Un tribunal de Bamako a renvoyé le litige autour de la dissolution des partis devant la Cour constitutionnelle, saisi par les avocats de l’opposition. “Elle devra dire, en droit, si un pouvoir peut, par décret contre des dispositions constitutionnelles, suspendre les droits politiques les plus essentiels”, ont souligné ces avocats.

Répression des voix critiques

Plusieurs figures de la société civile ont été visées ces derniers mois. Clément Mamadou Dembélé, président de la Plateforme contre la corruption et le chômage, est incarcéré depuis novembre 2023 pour des menaces supposées contre le chef de la junte.

Pourtant, un juge a prononcé un non-lieu en avril 2025, estimant que l’enregistrement audio incriminé n’était pas de sa voix. “Cette affaire semble avoir des motivations politiques”, ont dénoncé plusieurs experts indépendants de l’ONU qui réclament sa libération “immédiate et inconditionnelle”.

Des journalistes et défenseurs des droits humains ont également été enlevés ou détenus arbitrairement depuis 2021, souligne le Haut-Commissariat de l’ONU. “L’augmentation marquée du nombre d’arrestations de Maliens issus de tous les milieux de la société (…) est profondément préoccupante”, a averti Volker Türk.

L’ex-Premier ministre écroué

Parmi les cibles du pouvoir, l’ancien Premier ministre Choguel Kokalla Maïga, nommé en 2021 par la junte puis limogé en 2024, a été placé en garde à vue en août et écroué pour “atteinte aux biens publics”. Il comparaissait avec neuf anciens collaborateurs. “Nous croyons en la justice, nous sommes sereins dans l’attente du procès”, a déclaré son avocat. Choguel Kokalla Maïga avait publiquement dénoncé son éviction et critiqué la mainmise des militaires sur les décisions politiques.

La junte a aussi procédé à l’arrestation d’au moins 55 militaires, dont deux généraux, accusés de “vouloir déstabiliser les institutions”. Un Français a également été arrêté, soupçonné de travailler pour le renseignement de son pays. Les autorités maliennes accusent des “États étrangers” de soutenir une tentative de déstabilisation. Le ministère français des Affaires étrangères n’a pas commenté, mais l’ambassade de France a appelé ses ressortissants à la prudence.

Un climat sécuritaire dégradé

Ces tensions internes s’ajoutent à une crise sécuritaire persistante. Fin août, les jihadistes d’Al-Qaïda ont pris le contrôle de la localité stratégique de Farabougou, au centre du pays, imposant leur loi aux habitants après avoir contraint l’armée à abandonner son camp militaire. Depuis 2012, le Mali est en proie aux violences de groupes affiliés à Al-Qaïda et à l’État islamique, ainsi qu’à des affrontements communautaires.

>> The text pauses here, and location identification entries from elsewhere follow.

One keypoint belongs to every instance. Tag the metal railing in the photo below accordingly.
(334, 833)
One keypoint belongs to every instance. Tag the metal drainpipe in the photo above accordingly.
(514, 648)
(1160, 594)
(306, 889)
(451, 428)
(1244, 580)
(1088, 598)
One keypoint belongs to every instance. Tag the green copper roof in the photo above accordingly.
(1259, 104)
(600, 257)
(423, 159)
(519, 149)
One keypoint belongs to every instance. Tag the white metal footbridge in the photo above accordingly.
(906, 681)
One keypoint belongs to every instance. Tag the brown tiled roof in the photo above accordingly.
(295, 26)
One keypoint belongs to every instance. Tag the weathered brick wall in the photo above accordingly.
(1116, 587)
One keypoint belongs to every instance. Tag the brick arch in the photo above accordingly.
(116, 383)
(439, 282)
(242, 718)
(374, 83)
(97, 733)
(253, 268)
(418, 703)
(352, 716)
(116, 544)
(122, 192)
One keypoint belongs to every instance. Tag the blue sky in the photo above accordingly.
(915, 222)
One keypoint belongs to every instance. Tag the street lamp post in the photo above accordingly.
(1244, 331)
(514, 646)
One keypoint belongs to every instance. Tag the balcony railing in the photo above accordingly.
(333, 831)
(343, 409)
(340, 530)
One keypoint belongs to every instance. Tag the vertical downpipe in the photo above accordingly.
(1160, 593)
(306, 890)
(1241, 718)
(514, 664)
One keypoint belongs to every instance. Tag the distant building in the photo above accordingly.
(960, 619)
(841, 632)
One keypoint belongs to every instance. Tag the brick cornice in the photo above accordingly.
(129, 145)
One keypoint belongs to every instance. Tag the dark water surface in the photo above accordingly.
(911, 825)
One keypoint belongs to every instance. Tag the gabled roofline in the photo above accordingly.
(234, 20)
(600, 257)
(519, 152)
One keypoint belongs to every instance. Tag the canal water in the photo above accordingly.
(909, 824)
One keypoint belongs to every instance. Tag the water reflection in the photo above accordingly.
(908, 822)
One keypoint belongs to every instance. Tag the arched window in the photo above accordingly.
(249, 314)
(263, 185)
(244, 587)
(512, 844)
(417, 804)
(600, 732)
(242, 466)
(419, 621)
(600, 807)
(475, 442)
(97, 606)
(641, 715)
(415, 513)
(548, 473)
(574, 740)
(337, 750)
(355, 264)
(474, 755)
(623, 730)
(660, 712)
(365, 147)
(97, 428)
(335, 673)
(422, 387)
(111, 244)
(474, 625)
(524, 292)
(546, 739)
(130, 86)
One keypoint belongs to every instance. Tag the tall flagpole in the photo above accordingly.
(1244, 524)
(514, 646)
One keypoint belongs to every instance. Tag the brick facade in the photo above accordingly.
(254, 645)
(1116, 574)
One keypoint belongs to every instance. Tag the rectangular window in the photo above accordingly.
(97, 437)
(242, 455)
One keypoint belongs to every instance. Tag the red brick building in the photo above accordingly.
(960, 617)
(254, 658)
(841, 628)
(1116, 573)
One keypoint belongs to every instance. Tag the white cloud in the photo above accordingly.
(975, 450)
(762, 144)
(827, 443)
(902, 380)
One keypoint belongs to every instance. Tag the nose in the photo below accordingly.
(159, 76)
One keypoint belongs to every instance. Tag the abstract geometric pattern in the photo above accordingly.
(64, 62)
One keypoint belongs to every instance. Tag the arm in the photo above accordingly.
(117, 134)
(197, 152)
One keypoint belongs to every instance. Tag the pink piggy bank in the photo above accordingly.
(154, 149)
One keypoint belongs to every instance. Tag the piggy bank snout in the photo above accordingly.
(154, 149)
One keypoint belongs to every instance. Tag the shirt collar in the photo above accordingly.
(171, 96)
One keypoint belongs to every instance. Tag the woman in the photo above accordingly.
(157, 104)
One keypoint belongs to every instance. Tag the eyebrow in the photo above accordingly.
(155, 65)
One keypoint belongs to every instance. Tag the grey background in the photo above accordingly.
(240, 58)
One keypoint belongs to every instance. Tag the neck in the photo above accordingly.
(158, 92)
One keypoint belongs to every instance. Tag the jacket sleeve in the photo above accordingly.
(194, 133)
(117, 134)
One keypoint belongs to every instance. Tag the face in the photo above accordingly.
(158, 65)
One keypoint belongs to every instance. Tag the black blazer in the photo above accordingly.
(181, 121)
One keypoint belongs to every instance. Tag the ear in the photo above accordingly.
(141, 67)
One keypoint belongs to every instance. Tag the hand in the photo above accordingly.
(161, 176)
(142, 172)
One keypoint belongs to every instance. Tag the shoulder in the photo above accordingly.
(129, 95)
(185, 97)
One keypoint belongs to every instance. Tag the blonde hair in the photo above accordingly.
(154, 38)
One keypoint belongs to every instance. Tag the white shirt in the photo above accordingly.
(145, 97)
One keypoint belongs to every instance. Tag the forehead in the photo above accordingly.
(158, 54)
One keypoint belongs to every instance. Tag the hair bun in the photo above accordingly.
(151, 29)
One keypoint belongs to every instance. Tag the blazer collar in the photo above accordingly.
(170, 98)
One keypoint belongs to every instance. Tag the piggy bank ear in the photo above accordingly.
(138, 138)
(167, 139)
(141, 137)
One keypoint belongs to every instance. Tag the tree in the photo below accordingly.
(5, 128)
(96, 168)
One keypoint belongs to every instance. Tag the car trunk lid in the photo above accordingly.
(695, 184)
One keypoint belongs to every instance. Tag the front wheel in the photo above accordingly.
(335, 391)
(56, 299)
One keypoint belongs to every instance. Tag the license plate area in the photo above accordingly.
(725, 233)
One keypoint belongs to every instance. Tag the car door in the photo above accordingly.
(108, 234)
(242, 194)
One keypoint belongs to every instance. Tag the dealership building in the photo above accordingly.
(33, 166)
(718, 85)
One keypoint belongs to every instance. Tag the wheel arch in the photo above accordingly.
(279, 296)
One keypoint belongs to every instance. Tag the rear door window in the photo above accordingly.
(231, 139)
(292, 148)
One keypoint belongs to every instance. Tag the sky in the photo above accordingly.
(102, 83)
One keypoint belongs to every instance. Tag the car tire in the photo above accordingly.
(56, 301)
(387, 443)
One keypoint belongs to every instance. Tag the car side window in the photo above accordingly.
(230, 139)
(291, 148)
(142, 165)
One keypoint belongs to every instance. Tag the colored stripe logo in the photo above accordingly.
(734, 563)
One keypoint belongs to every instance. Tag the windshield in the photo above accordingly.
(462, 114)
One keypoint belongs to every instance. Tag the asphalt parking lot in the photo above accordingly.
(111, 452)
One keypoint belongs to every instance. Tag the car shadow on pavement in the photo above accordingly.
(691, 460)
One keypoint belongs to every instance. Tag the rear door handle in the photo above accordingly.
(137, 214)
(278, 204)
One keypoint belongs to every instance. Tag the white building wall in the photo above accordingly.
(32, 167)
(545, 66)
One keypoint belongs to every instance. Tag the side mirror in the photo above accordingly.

L’armée malienne et ses alliés russes d’Africa Corps, chargés de traquer les jihadistes, sont régulièrement accusés d’exactions contre les civils. Le Haut-Commissariat de l’ONU dit avoir reçu “des informations crédibles” faisant état, depuis avril, de “centaines d’exécutions extrajudiciaires, d’arrestations et de détentions arbitraires, de disparitions forcées et d’autres enlèvements”.

Isolement diplomatique croissant

Sur le plan régional, le Mali et le Burkina Faso ont boycotté fin août un sommet africain sur la défense organisé par le Nigeria. Avec le Niger, ils ont quitté la Communauté économique des États de l’Afrique de l’Ouest (Cédéao) pour former l’Alliance des États du Sahel. Bamako s’est parallèlement tourné vers la Russie, rompant avec ses partenaires occidentaux, notamment la France.

Le général Assimi Goïta, 41 ans, ancien des forces spéciales, a mené deux putschs en 2020 et 2021. Décrit par ses partisans comme un “homme de terrain”, il a peu à peu verrouillé le système politique, dissous les partis et prolongé son mandat sans élection. Ses détracteurs voient en lui un dirigeant autoritaire qui a “enterré ses promesses de transition démocratique”.